On 14 June 2017 the University of Glasgow is convening a symposium, Trump and the Media. The organisers Catherine Happer and Andrew Hoskins write: This symposium brings together speakers from journalism and from academia to explore the social, economic, technological and political implications of President Donald Trump’s media use and relations, his self-proclaimed ‘war’ on mainstream news organizations and the role of digital technologies in his campaign and Presidency. To register to attend, click here.

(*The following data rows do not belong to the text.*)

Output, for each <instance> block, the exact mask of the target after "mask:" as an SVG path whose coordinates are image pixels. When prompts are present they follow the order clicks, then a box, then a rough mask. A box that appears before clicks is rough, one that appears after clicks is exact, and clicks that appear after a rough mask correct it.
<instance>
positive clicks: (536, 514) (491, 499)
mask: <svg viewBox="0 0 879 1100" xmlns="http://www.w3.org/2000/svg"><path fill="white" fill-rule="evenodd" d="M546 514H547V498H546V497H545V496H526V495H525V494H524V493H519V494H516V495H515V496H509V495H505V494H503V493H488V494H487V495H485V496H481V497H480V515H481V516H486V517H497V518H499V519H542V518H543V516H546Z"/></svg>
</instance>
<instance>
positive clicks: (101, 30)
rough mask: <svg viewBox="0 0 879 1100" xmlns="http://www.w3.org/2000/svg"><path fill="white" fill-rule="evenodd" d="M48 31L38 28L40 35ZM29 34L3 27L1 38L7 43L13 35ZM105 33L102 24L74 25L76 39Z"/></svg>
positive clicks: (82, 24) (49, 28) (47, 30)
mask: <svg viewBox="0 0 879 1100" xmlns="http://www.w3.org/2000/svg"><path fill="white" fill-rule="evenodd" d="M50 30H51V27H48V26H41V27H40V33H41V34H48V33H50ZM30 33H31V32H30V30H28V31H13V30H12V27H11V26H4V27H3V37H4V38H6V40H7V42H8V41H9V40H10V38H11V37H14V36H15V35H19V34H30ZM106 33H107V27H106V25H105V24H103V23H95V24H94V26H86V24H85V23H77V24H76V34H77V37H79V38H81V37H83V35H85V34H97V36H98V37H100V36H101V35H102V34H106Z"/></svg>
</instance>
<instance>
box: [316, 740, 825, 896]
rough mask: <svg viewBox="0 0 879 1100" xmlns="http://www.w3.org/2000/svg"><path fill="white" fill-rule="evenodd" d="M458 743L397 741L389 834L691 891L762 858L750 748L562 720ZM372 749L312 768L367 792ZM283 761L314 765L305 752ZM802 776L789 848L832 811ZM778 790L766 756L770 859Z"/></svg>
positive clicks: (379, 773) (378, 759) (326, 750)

NewPolCom's Ben O'Loughlin will present an analysis of the handshakes of the current US president. Details below:
Trump's Handshakes: Diplomatic Stand-offs in the Global Media
Ben O'Loughlin, Royal Holloway, University of London
After an Obama administration committed to "unclenching fists" in diplomatic affairs, global media have in 2017 reported President Trump using his hands to greet leaders with renewed American vigour. I argue these diplomatic encounters can be conceptualised as stand-offs: moments of uncertainty when nobody quite knows what will happen, including the people shaking hands. These moments are instructive. Following Wagner-Pacifici (2000: 3, emphasis in original) I treat stand-offs as 'action in the subjunctive mood': witnesses hypothesise about likely outcomes and their speculation is tinged with emotion - doubt, hope, fear. As Trump grabs the hands of Trudeau, Xi, and Theresa May walking down some steps, several dimensions of mediatization kick in. First, news values -- personalisation, calibration to powerful actors, and drama -- lead reporting to amplify these stand-offs into geostrategic moments signalling power relations in an uncertain global order; the subjunctive mood premediates World War III or an harmonious Russia-US alliance. Second, the digitally-enabled return to multisensorial mediums allows communication to return its focus to gesture. For Joyce, all communication was ultimately gesture. Decades of written political communication limited gestural opportunities, while risk-averse leaders carefully managed any television appearance. Trump bypasses that, firmly anchoring us in tactile communication; his bodily gesture is felt, at a distance, without control. Third, television and diplomatic handshakes have an entwined history; each new handshake can be framed through the lens of prior handshake stand-offs. Hence, while Trump's vigorous grabbing shook coverage for some months, news media are now containing his stand-offs and normalising his encounters. Overall, Trump's handshakes exemplify the potential to use stand-offs to gesture globally, digitally, but also how news media soon learn to contain and ritualise -- to the extent Trump's opponents have learned to turn these stand-offs to their advantage.